01/24/2020 | Press release | Distributed by Public on 01/24/2020 07:24

Vice presidente Provincia Chiara Panicali su presentazione Festival Sanremo

PESARO - 'La Provincia di Pesaro e Urbino svolge da sempre, anche in rete con Comuni e soggetti privati, un'azione di sensibilizzazione e promozione di una cultura volta al rispetto dei generi, che valorizzi le differenze ed utilizzi un linguaggio consapevole e privo di luoghi comuni. Mi è dunque impossibile non esprimere sconcerto e distacco rispetto a quanto accaduto alla presentazione del Festival di Sanremo 2020'. Lo evidenzia la vice presidente della Provincia Chiara Panicali, con delega alle Pari Opportunità, che aggiunge: 'Appare incomprensibile e contestabile la rappresentazione che il direttore artistico ha fatto del cast femminile, sottolineando esclusivamente le qualità estetiche delle 10 co-conduttrici, per motivarne l'ingaggio, piuttosto che competenza e professionalità, con il noto scivolone sulla scelta di una di loro 'per la sua capacità di stare un passo indietro'. Così come è inaccettabile la scelta di accogliere a Sanremo il rapper Junior Cally, che nelle canzoni diffonde messaggi sessisti e violenti, pericoloso strumento e veicolo di una cultura che considera le donne oggetti di cui disporre, favorendo e quasi legittimando la disuguaglianza tra figura maschile e femminile e gli atteggiamenti violenti'.

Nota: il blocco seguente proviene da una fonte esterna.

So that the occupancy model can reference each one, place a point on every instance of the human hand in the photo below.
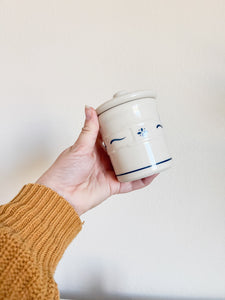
(83, 173)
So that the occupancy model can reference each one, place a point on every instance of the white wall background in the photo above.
(55, 56)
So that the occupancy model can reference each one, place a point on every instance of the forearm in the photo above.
(35, 229)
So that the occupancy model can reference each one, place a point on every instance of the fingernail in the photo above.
(88, 112)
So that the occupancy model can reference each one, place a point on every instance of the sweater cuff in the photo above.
(44, 220)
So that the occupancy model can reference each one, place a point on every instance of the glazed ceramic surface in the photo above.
(133, 134)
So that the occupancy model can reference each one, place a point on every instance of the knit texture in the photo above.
(35, 229)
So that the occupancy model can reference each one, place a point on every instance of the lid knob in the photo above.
(120, 93)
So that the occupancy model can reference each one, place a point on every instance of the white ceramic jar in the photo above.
(133, 134)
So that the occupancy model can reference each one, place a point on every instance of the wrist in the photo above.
(44, 180)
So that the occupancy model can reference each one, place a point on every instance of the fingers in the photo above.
(90, 130)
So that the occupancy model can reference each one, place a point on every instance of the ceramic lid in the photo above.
(123, 97)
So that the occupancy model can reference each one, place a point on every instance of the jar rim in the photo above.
(123, 97)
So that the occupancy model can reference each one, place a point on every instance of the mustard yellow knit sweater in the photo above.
(35, 229)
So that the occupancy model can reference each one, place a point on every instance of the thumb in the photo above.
(90, 129)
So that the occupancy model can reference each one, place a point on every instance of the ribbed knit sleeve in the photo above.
(35, 229)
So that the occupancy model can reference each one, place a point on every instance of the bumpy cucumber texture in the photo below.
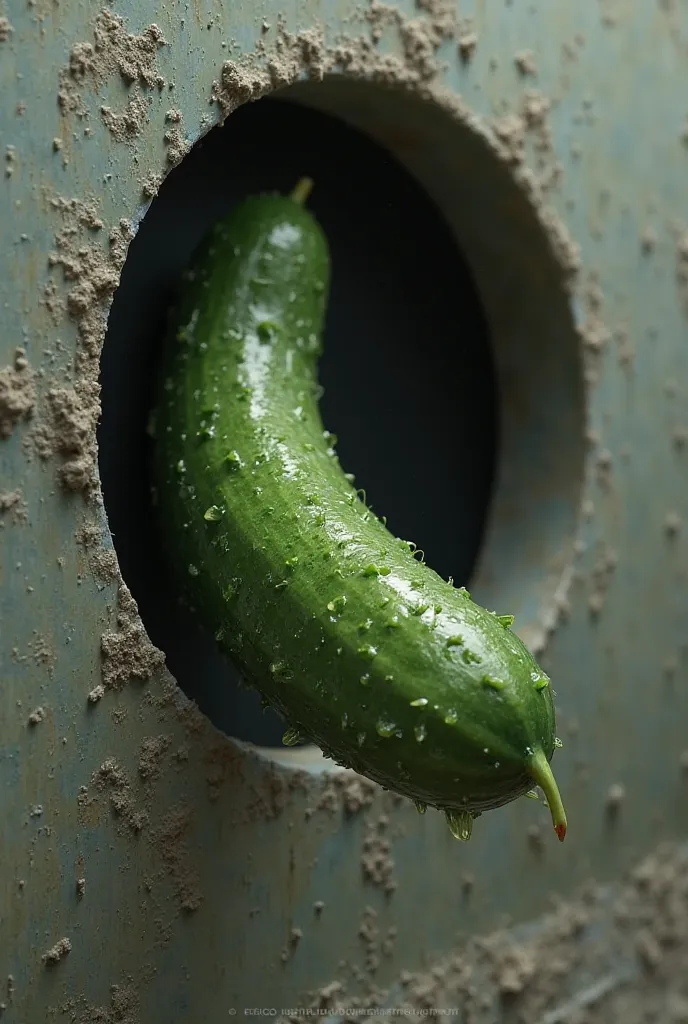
(363, 650)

Chiara Panicali evidenzia come l'immagine della donna data dalla direzione artistica del Festival contrasti con i valori ed i principi delle convenzioni europee, della Costituzione e della stessa Provincia, ma anche con il contratto di servizio Rai, che impone di 'superare gli stereotipi di genere al fine di promuovere la parità e rispettare l'immagine e dignità della donna anche secondo il principio di non discriminazione', oltre alla valorizzazione 'delle pari opportunità, del rispetto della persona, della convivenza civile e contrasto ad ogni forma di violenza'.

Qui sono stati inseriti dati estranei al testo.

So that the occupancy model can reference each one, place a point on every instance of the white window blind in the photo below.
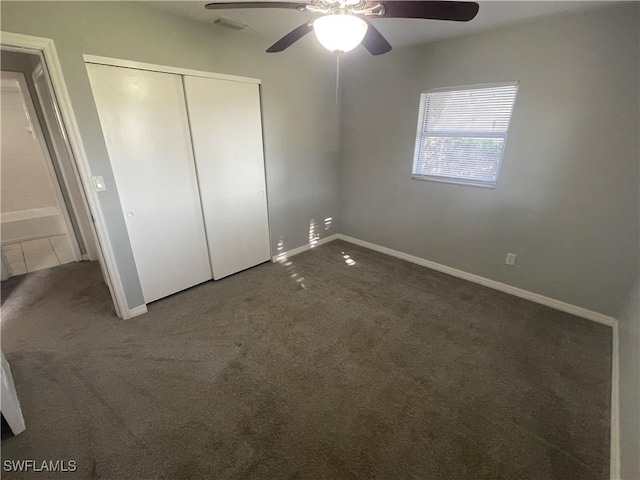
(462, 133)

'Spero che quanto accaduto - aggiunge - faccia riflettere sull'importanza di una continua azione educativa, di sensibilizzazione e formazione, con particolare attenzione ai più giovani, che non hanno gli strumenti degli adulti per valutare i messaggi trasmessi. Solo con un uso consapevole del linguaggio e la diffusione della cultura del rispetto si può aprire la strada per un cambiamento culturale della società. Da parte nostra, continueremo a lavorare in questa direzione con la molteplicità di strumenti messi in campo dalla Provincia, come il Tavolo permanente sulla parità di genere, la Consigliera di Parità , il Piano triennale delle azioni positive, il Comitato Unico di Garanzia (CUG), la Consigliera di fiducia della Provincia ed il Codice etico per la tutela e la dignità delle lavoratrici e dei lavoratori della Provincia di Pesaro e Urbino'.